Alternatively you could make two passes, one to gather a list of UNIDs for all documents, which you'll store, and then make a second pass to process each document from the list of UNIDs you have (using GetDocumentByUNID method).
I don't use the Java API, but in Lotusscript, I would do something like this:
Locate a view displaying all documents in the database. If you want the agent to be really fast, create a new view. The first column should be sorted and could contain the Universal ID of the document. The other columns contains all the values you want to read in your agent, in your example that would be the created date and last modified date.
Your code could then simply loop through the view like this:
lastSuccessful = FunctionToReadValuesSomewhere() ' Returns 0 if empty
Set view = thisdb.GetView("MyLookupView")
Set col = view.AllEntries
Set entry = col.GetFirstEntry
cnt = 0
Do Until entry is Nothing
cnt = cnt + 1
If cnt > lastSuccessful Then
universalID = entry.ColumnValues(0)
createDate = entry.ColumnValues(1)
lastmodifiedDate = entry.ColumnValues(2)
Call YourFunctionToDoStuff(universalID, createDate, lastmodifiedDate)
Call FunctionToStoreValuesSomeWhere(cnt, universalID)
End If
Set entry = col.GetFirstEntry
Loop
Call FunctionToClearValuesSomeWhere()
Simply store the last successful value and Universal ID in say a text file or environment variable or even profile document in the database.
When you restart the agent, have some code that check if the values are blank (then return 0), otherwise return the last successful value.
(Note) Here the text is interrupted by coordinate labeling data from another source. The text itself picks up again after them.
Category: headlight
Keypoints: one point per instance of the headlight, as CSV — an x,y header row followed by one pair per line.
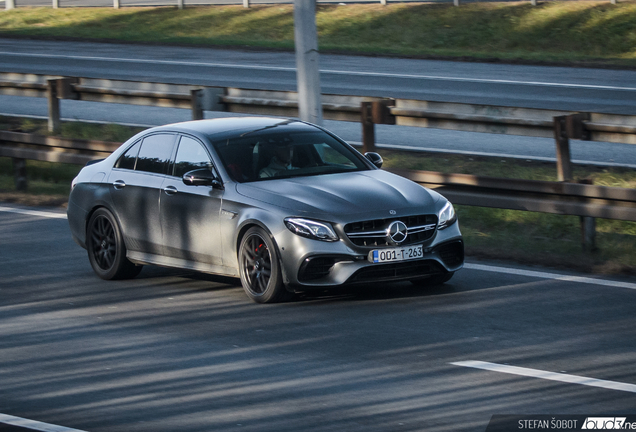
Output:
x,y
447,216
311,229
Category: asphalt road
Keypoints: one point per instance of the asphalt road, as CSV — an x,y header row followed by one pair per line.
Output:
x,y
541,87
179,351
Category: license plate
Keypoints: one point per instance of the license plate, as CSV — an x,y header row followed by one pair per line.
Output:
x,y
396,254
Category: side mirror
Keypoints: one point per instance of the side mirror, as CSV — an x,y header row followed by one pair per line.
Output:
x,y
201,177
375,159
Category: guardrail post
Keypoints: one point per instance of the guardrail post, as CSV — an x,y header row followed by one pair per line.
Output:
x,y
54,106
19,172
368,127
196,100
588,228
564,163
372,113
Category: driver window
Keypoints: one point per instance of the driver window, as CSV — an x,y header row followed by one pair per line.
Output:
x,y
190,156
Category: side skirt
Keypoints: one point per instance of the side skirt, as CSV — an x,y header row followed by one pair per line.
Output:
x,y
160,260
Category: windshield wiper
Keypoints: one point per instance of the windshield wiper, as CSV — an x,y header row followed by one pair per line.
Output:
x,y
286,122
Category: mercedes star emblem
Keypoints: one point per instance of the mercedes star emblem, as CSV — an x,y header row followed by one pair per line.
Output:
x,y
397,232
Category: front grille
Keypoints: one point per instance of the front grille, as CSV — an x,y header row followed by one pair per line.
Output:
x,y
373,232
397,271
452,254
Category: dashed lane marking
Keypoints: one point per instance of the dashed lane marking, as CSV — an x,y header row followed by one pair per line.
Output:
x,y
552,376
37,213
34,425
554,276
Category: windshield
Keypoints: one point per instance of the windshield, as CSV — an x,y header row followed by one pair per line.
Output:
x,y
282,152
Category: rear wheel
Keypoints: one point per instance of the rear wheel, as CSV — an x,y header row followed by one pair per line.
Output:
x,y
433,281
259,267
106,249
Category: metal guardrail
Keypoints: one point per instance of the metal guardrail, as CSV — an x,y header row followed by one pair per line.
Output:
x,y
551,197
528,195
443,115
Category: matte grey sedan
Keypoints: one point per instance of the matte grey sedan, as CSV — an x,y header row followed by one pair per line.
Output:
x,y
284,205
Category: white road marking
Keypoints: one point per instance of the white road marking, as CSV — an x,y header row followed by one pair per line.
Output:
x,y
324,71
34,425
37,213
555,276
552,376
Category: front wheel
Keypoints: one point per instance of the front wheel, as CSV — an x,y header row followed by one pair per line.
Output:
x,y
106,249
259,267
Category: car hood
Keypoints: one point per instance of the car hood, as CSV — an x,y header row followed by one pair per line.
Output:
x,y
345,193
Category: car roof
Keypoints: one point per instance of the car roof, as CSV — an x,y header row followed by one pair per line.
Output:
x,y
214,128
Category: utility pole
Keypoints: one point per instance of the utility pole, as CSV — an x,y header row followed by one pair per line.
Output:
x,y
307,69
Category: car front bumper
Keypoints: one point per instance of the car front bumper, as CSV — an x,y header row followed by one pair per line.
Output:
x,y
309,264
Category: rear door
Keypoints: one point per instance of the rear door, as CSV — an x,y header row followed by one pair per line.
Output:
x,y
136,186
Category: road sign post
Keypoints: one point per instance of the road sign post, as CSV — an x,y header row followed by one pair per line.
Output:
x,y
307,68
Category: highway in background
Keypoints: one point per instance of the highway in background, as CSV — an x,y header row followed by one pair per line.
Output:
x,y
178,351
575,89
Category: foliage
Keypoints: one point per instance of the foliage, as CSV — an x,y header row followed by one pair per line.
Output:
x,y
559,31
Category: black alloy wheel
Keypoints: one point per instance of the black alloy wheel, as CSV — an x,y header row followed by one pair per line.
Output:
x,y
259,267
106,249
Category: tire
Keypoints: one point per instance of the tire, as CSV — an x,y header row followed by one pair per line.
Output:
x,y
106,249
259,267
433,281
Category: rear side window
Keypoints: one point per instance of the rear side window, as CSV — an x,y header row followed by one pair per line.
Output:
x,y
128,159
155,153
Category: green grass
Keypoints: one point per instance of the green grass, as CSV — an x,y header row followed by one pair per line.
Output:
x,y
525,237
553,31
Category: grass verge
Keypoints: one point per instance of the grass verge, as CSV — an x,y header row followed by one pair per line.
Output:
x,y
562,32
524,237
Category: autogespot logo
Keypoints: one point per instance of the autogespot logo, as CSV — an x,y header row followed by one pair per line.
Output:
x,y
606,423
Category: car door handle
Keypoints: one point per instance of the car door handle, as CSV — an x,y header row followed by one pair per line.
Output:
x,y
170,190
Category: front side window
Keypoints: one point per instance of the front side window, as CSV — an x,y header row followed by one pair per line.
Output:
x,y
190,156
128,159
155,153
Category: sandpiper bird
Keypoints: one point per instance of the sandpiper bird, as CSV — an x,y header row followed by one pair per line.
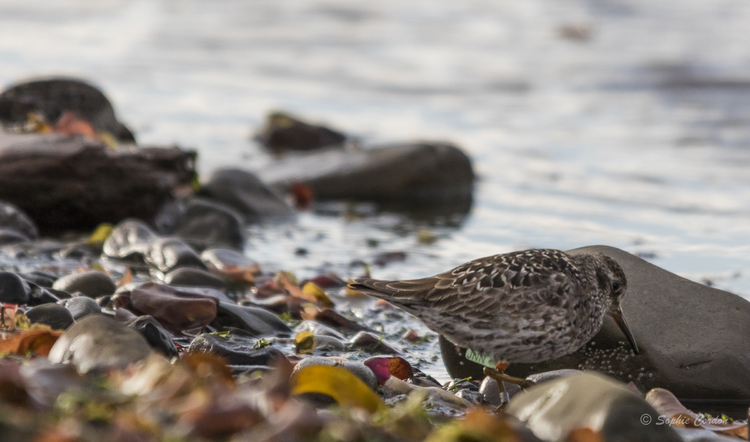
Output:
x,y
527,306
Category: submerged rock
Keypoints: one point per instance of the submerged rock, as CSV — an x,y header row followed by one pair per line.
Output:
x,y
237,349
177,310
39,278
80,306
187,276
14,219
420,172
98,342
156,336
129,240
167,254
210,224
257,322
283,132
555,408
54,315
13,289
245,193
92,284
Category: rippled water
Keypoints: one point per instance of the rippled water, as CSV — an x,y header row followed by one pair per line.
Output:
x,y
636,137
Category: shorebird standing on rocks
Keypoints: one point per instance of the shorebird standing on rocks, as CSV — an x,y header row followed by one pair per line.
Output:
x,y
527,306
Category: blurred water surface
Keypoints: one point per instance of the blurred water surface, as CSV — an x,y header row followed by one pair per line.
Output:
x,y
619,122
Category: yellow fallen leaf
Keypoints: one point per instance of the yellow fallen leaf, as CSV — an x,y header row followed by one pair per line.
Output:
x,y
304,342
477,425
101,233
342,386
313,290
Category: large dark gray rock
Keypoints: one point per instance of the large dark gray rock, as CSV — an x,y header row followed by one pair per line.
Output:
x,y
419,172
76,183
555,408
245,193
53,96
98,342
10,237
692,338
283,132
206,224
91,283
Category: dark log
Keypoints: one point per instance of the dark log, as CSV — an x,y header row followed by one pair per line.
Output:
x,y
75,183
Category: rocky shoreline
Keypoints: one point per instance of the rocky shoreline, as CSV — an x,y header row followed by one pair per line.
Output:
x,y
152,323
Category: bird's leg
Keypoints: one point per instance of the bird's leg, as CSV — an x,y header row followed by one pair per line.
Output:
x,y
499,375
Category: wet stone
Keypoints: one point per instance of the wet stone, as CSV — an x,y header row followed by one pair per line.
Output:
x,y
98,342
229,261
14,219
586,400
80,306
92,284
470,396
547,376
40,295
279,304
156,336
188,276
237,349
328,343
76,252
13,289
361,371
210,224
318,329
255,321
371,343
491,394
129,240
167,254
54,315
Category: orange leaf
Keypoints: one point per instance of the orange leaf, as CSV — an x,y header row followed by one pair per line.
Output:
x,y
69,124
583,435
39,340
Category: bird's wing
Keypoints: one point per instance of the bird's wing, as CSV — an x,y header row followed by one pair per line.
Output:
x,y
483,289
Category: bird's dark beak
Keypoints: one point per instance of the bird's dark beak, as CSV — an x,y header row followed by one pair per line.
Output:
x,y
619,318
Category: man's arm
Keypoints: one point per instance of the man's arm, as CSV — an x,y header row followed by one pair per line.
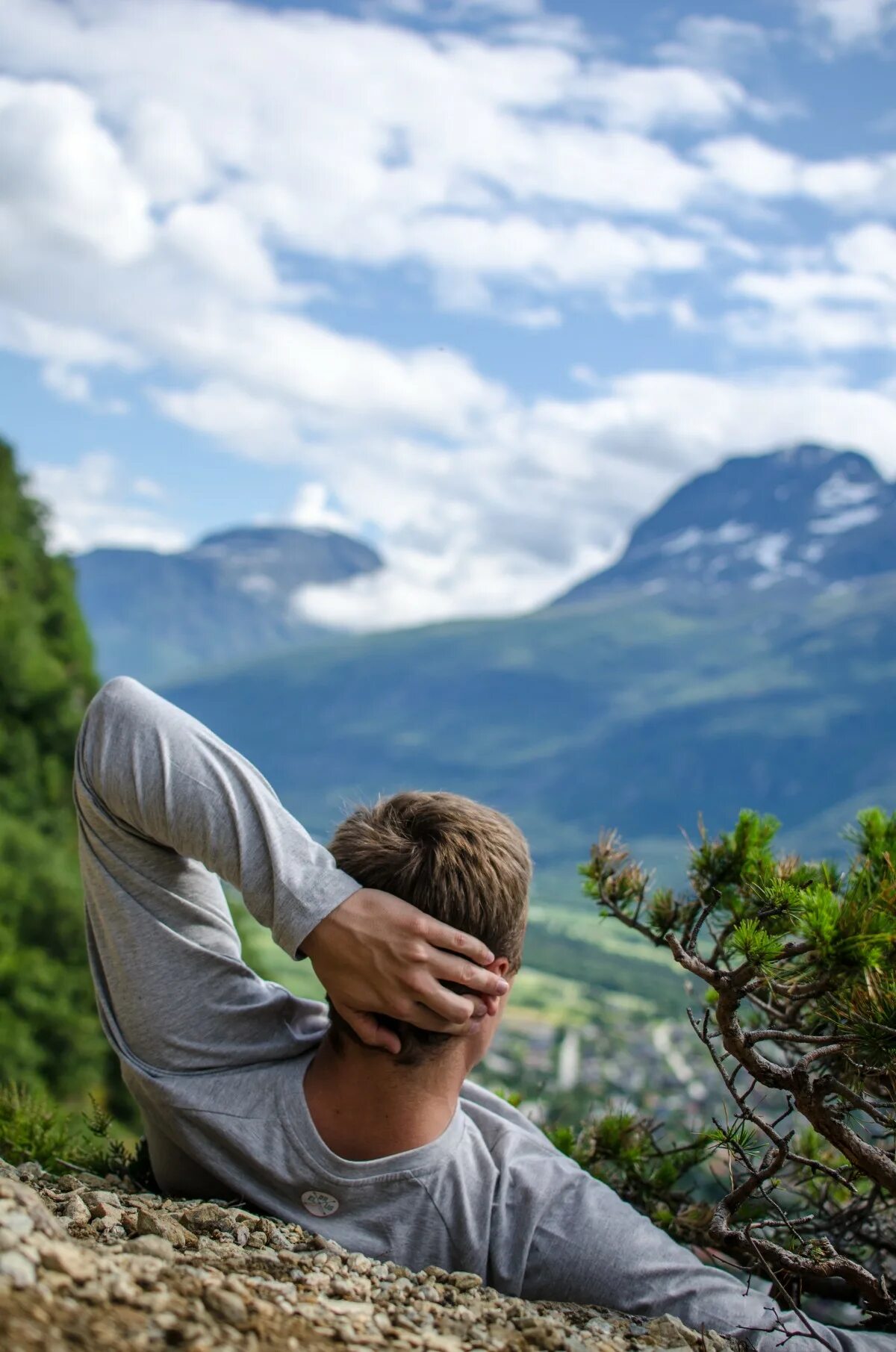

Agents already keep a field to describe documents that they have not yet processed, and these are automatically updated via normal processing.
A better way of doing what you're attempting to do might be to store the results of a search in a profile document. However, if you're trying to relate to documents in a database you do not have write permission to, the only thing you can do is keep a list of the doclinks you've already processed (and any information you need to keep about those documents), or a sister database holding one document for each doclink plus multiple fields related to the processing you've done on them. Then, transfer the lists of IDs and perform the matching on the client to do per-document lookups.
Lotus Notes/Domino databases are designed to be distributed across clients and servers in a replicated environment. In the general case, you do not have a guarantee that starting at a given creation or mod time will bring you consistent results.
If you are 100% certain that no replicas of your target database are ever made, then you can use getModifiedDocuments and then write a sort routine to place (modDateTime,UNID) pairs into a SortedSet or other suitable data structure. Then you can process through the Set, and if you run into an error you can save the modDateTime of the element that you were attempting to process as your restart point. There may be a few additional details for you to work out to avoid duplicates, however, if there are multiple documents with the exact same modDateTime stamp.
I want to make one final remark. I understand that you are asking about Java, but if you are working on a backup or archiving system for compliance purposes, the Lotus C API has special functions that you really should look at.